The orbiting lab’s cosmic particle detector, the Alpha Magnetic Spectrometer (AMS), is getting a new thermal control system that requires innovative spacewalking repair techniques. Astronauts Andrew Morgan and Luca Parmitano are studying the careful, deliberate procedures with new tools specifically designed for the job. The AMS, which has exceeded its three-year operational lifespan by five-and-a-half years, was never designed to be repaired in space.

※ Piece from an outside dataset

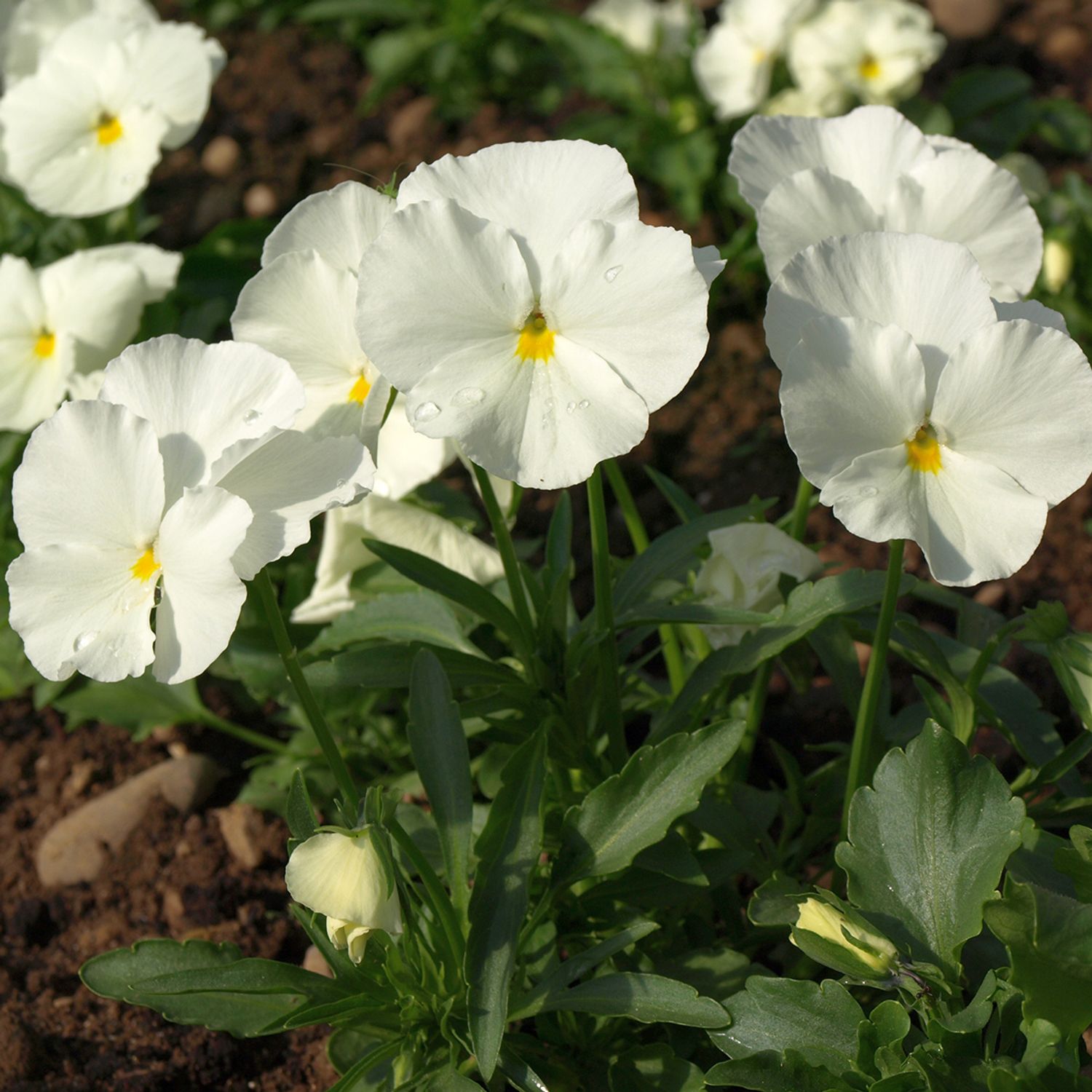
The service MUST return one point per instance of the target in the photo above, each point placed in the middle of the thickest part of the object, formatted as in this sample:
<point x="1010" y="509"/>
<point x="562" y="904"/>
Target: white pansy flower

Morgan and Parmitano will continue the AMS repair job during their third spacewalk together beginning Monday at 6:50 a.m. EST. This will be the third of four planned spacewalks to ensure the astrophysics device continues searching for evidence of dark matter and antimatter for years to come. NASA TV will start its live broadcast at 5:30 a.m.
The Life Sciences Glovebox (LSG) in the Japanese Kibo lab module is seeing a lot of biology research work this week. NASA astronauts Jessica Meir and Christina Koch are looking at blood and cell samples in the LSG to understand the stresses microgravity imposes on organisms. Doctors are looking for advanced therapeutic insights into Earth-bound diseases such as cancer and diabetes as well as space-caused ailments. Morgan and Parmitano are also on life science duty this week assisting the duo in between spacewalk preparations.
In the Russian segment of the station, Roscosmos Flight Engineer Oleg Skripochka attached sensors to his legs to observe how his veins are adapting to long-term spaceflight. Cosmonaut Alexander Skvortsov worked on computer hardware and life support gear.